Part of that is keeping Key, and Alpert said he’s been working on that. And part of that is giving Key and the program the resources to be competitive. Alpert talks of “building a business model that can get us more reoccuring resources.” Building up luxury suites, for example, now that there might be more interest.

Georgia Tech quarterback Haynes King has thrown for eight touchdowns and run for five in his last four games. His eligibility expires after this season, introducing a variable into Georgia Tech’s prospects in 2026. (Winslow Townson / Getty Images)

“We don’t want this to be a one-year, great year, and then regress back over time,” Alpert said. “There’s going to be ups and downs in any program, but we want to be able to build a consistent, championship-level program. And so for me, there’s the head coach and what, what we’re going to do for Brent. So he and I are talking about what’s important to him.”

Georgia Tech as a school — and fan base — also has a renewed desire to be good at football. When Angel Cabrera was hired as school president in 2019, he put an emphasis on it. Benjamin Utt, a Georgia Tech offensive lineman from 1978 to 1981 and now on the alumni board, agreed that there was a collective desire not to be left behind.

“I love Georgia Tech as an academic school, but it’s a business, too, right?” Utt said. “Yeah, you’ve got to survive. And you’ve got to be good. And the money that comes in through athletics helps to do all these unbelievable things we’re doing all around the world.”

That prevented a backlash to selling the Georgia game. But the past month brought news on a similar front that showed tangible progress.

Mercedes-Benz approached Georgia Tech about a deal for next year’s game against Tennessee, the first part of a home-and-home series.

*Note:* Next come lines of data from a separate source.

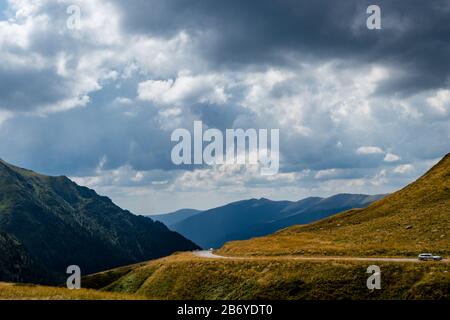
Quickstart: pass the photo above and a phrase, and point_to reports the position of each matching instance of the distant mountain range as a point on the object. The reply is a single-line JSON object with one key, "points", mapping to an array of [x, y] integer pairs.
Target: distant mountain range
{"points": [[256, 217], [172, 218], [48, 223], [412, 220]]}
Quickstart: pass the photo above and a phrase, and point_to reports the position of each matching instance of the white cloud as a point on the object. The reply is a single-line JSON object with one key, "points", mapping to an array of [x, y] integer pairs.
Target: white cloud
{"points": [[185, 89], [404, 169], [369, 150], [390, 157]]}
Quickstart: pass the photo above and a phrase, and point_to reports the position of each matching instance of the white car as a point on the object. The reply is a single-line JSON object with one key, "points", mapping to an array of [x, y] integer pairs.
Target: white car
{"points": [[429, 256]]}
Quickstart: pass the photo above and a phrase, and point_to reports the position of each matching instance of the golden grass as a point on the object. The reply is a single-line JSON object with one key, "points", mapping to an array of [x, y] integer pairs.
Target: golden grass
{"points": [[413, 220], [11, 291], [183, 276]]}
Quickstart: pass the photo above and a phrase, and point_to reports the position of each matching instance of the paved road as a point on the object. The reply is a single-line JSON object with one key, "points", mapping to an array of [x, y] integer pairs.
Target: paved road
{"points": [[210, 255]]}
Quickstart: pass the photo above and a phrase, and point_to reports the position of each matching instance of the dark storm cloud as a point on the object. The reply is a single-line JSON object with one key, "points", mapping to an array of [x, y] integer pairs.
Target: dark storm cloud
{"points": [[415, 37]]}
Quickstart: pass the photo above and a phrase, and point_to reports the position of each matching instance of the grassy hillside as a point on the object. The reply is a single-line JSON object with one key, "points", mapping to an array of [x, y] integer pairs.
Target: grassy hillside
{"points": [[10, 291], [183, 276], [258, 217], [405, 223]]}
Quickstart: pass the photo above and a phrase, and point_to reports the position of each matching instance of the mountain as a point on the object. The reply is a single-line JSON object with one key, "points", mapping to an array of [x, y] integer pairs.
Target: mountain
{"points": [[172, 218], [48, 223], [413, 220], [256, 217]]}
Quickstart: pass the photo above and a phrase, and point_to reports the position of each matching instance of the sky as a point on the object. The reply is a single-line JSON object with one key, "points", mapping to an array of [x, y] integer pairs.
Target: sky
{"points": [[358, 110]]}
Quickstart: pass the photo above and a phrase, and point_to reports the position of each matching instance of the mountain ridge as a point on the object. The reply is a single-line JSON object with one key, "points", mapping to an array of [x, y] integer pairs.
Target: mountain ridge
{"points": [[244, 219], [60, 223]]}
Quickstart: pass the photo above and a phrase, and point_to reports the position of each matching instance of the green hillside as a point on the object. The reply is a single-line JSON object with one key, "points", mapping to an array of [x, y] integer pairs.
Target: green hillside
{"points": [[410, 221], [14, 291], [183, 276], [405, 223]]}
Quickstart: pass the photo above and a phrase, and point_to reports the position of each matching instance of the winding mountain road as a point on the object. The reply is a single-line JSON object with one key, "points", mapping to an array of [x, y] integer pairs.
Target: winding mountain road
{"points": [[208, 254]]}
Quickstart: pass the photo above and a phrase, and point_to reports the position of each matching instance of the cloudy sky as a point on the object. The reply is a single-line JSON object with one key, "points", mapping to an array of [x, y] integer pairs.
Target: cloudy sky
{"points": [[359, 110]]}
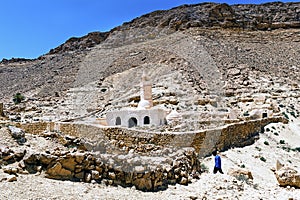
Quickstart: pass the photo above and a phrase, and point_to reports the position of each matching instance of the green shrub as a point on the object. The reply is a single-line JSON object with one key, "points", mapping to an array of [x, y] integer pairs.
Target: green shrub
{"points": [[204, 168], [263, 159], [258, 148], [18, 98], [297, 149], [282, 142], [285, 115]]}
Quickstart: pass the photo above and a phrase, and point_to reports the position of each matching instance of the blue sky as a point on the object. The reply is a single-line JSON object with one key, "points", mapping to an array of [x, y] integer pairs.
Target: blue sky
{"points": [[30, 28]]}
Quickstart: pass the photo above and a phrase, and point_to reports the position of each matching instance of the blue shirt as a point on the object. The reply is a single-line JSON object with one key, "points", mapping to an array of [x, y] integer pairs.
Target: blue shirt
{"points": [[217, 161]]}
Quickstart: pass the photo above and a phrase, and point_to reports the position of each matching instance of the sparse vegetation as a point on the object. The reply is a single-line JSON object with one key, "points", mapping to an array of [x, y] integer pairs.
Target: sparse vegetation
{"points": [[285, 115], [18, 98], [263, 159], [258, 148], [204, 168]]}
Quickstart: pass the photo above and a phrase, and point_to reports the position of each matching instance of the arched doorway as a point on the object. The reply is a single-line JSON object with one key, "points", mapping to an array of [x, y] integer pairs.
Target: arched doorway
{"points": [[146, 120], [132, 122], [118, 121]]}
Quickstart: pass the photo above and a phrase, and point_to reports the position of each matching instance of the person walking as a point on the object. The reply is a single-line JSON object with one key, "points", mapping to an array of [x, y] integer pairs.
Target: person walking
{"points": [[217, 167]]}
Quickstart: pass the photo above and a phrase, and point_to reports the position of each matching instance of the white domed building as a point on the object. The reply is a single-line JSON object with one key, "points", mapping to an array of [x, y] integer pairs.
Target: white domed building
{"points": [[143, 115]]}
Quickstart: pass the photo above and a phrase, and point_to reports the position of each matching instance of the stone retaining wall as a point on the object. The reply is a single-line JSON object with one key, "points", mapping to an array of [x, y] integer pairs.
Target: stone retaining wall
{"points": [[125, 170], [231, 135]]}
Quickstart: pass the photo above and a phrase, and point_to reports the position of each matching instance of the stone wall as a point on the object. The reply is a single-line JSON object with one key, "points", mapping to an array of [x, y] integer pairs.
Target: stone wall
{"points": [[230, 135], [125, 170]]}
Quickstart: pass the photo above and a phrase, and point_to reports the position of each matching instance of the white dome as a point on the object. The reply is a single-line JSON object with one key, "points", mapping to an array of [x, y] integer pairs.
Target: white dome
{"points": [[143, 104], [173, 115]]}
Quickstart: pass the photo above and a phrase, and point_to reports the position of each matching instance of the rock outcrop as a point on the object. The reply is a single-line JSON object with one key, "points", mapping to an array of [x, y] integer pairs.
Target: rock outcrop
{"points": [[287, 176], [145, 173]]}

It wasn’t for $10 million this time, but not much less, Alpert said.

Before jumping on it, Alpert asked the fans, sending a survey to see how many would buy a six-game season ticket package, and how many would pay for seven games, including Tennessee, at an extra cost.

The response was over 75 percent in favor of the seven-game package. So Alpert told Mercedes-Benz thank you, but he was declining the offer.

“We knew that the fans wanted it, and then also seeing how we were playing this year and the amount of fans that were coming out,” Alpert said. “We’re trying to build this program, and obviously Brent’s done a tremendous job on the football side, so I’m trying to put every resource around him to be successful. And sometimes that’s not just monetary resources. That’s a great home-field advantage.”